The strength of our study is the large monocentric study population (n = 226) and the long-term follow-up, with CAV-free survival follow-up over a mean of 8.9 years. A high proportion of the recipients (49 %; 110/226) were diagnosed with CMV disease or asymptomatic CMV infection, making it easier to study the long-term influence of CMV. The same person reviewed all the medical records. A diagnosis of CMV, and CMV-related symptoms, were carefully reviewed and re-evaluated throughout the follow up period making the diagnosis of asymptomatic CMV infection reliable.

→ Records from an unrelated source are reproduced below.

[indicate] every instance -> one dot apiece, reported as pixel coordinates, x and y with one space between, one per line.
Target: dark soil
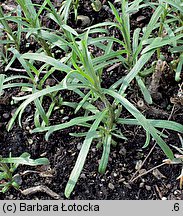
62 149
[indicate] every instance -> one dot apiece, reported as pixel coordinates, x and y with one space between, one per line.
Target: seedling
9 165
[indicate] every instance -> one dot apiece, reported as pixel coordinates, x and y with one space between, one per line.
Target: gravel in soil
62 149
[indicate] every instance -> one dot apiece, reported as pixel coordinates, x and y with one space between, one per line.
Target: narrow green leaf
82 155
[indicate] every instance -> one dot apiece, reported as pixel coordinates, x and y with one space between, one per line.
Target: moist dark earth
62 149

Limitations are that this is a retrospective analysis of a heterogeneous patient cohort in which different diagnostic methods and prophylaxis strategies were applied during the observation period. However, after adjustments for the different periods after transplantation (i.e. based on prophylaxis strategy), we found no statistical significant differences in the incidence of CMV disease, asymptomatic CMV infection, CAV status or grade of CAV. In addition, a pathological diagnosis detected by IHC with CMV-specific antibodies was available at all times and was used more frequently than today. The qualitative CMV PCR and, later, quantitative PCR used in our study is more sensitive than viral culture and seroconversion, and makes it possible to treat CMV infection early, before CMV disease occurs. We might, however, have missed some patients with asymptomatic CMV infection since scheduled CMV screening was only performed in the high-risk serology group during the early part of the observation period. We did not include HLA mismatches or lipid levels as variables because of insufficient data. In a systematic review of factors associated with CAV, lipid levels were not shown to be associated with CAV using angiography [31]. Although the coronary angiography used in our study is not as sensitive as intravascular ultrasound, we were able to compare our results to the most recent evidence relating to the long-term effects of CMV infection on CAV using angiography [24]. In addition, coronary angiographies were frequently performed in our population and a cardiologist re-evaluated and graded all coronary angiographies according to the consensus paper of Costanzo et al. [17]. Donor-related CAD was assessed by coronary angiography before transplantation in only a subset of the study cohort. However, the mean age of the donors was low (33 years). We have previously shown that selection of donor hearts older than 40 years of age based on coronary angiography to exclude pre-existing CAD did not reduce the prevalence of CAD nor improved survival among heart recipients between 1988 and 2005 [32].

Conclusions

In this long-term follow up of heart transplant recipients, CMV disease and asymptomatic CMV infection, together with donor age and previous CAD, were independent predictors of angiographic CAV. Our study supports emerging evidence that aggressive strategies to prevent not only CMV disease but also asymptomatic CMV infection may be important in reducing the early and late development of CAV. More studies are required to define the optimal length of CMV prophylaxis and the approach, i.e. pre-emptive vs universal prophylaxis, in order to prevent low-viral replication of CMV.